Sorry if this was confusing, any help would be great though, thanks.
When working with php, from my experience, it is the best to store timestamps, generated with time(), as an int in the database. While it may not be that easy to read them when looking at the database (as you cannot guess the actual date just from the number), but the timestamp is the most-native thing when working with dates in php.
To save each user's timezone, you can simply save the offset, in either hours, or better (as some timezones are half an hour off) in minutes. So for example my timezone offset would be +60 (UTC+1), while in America most will have something like -480 (UTC-8) or similar.

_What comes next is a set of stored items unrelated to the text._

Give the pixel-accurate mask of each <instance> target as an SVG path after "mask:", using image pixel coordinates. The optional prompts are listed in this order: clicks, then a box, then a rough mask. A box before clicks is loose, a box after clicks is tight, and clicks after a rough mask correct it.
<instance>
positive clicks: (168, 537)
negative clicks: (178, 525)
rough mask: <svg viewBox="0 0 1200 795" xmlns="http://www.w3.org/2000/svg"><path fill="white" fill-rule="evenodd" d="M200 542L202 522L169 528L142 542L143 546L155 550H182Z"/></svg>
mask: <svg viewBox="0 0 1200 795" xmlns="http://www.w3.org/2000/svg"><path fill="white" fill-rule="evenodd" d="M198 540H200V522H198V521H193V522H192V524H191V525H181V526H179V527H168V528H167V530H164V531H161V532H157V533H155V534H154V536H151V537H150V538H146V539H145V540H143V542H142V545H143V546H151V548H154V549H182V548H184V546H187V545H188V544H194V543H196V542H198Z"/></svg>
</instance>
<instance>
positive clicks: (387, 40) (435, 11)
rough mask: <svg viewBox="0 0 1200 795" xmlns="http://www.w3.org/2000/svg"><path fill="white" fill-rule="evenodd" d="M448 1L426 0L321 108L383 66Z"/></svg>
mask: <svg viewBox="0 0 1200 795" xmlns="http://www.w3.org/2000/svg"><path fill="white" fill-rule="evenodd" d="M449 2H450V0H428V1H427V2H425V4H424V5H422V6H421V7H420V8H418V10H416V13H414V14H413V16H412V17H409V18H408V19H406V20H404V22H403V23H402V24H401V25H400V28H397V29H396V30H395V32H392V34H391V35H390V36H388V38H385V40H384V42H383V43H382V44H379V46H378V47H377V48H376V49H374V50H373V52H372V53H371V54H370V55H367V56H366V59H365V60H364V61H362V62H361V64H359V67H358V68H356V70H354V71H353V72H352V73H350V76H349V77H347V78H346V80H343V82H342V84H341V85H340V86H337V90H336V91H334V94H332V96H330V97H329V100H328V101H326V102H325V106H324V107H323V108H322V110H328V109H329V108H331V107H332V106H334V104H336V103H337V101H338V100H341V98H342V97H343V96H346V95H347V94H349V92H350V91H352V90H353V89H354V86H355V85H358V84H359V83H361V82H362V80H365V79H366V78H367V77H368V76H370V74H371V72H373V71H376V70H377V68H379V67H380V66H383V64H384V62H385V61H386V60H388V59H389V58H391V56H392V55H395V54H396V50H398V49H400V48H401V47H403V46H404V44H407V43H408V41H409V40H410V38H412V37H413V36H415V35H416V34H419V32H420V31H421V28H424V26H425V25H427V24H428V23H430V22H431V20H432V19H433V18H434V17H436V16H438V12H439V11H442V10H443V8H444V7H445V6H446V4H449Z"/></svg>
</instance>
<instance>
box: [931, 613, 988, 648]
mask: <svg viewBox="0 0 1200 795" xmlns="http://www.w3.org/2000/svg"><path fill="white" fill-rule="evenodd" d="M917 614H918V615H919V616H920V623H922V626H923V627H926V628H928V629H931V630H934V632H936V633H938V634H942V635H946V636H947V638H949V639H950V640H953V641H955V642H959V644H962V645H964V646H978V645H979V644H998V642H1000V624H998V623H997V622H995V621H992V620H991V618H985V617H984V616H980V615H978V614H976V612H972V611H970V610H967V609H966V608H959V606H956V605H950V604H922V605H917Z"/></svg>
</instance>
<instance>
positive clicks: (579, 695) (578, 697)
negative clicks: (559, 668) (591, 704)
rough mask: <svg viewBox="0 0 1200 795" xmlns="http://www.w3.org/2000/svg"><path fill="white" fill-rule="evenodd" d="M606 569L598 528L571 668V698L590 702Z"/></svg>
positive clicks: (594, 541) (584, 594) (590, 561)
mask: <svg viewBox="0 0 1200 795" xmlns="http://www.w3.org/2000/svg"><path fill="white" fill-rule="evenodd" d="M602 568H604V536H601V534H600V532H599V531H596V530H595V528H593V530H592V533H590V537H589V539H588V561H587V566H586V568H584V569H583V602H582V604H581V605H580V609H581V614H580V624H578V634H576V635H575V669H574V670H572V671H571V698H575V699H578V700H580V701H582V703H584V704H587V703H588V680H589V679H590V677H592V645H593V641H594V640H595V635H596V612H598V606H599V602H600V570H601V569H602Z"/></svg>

Then when displaying the times for a user, you just pick the timestamp (which is in UTC time) and the timezone offset and generate a readable date from it using the standard date() function for formatting.
For example:
<?php
$time = time(); // from database or time() for "now"
$offset = -480; // from database
// add the offset to the time you want to display and you have the user's time
echo date( 'd.m.Y H:i', $time + $offset * 60 );
?>
In addition you could then also store the formatting string (d.m.Y H:i) in the database, so that every user can pick his favorite format.
This topic gets complicated especially when you factor in daylight savings and the fact that your server will be in a different time zone from some of your members.
I suggest you take a look at some libraries out there that have been built to handle these issues. The PEAR package Date might be a good place to start. http://pear.php.net/package/Date
Basically, you would want your members to select a timezone for their profile. Then convert all times to UTC (to remove the offset of the server location) and store them in your database as a timestamp. When displaying the times, apply the timezone offset the member chose for themself (maybe with UTC as the default) as well as a date display format.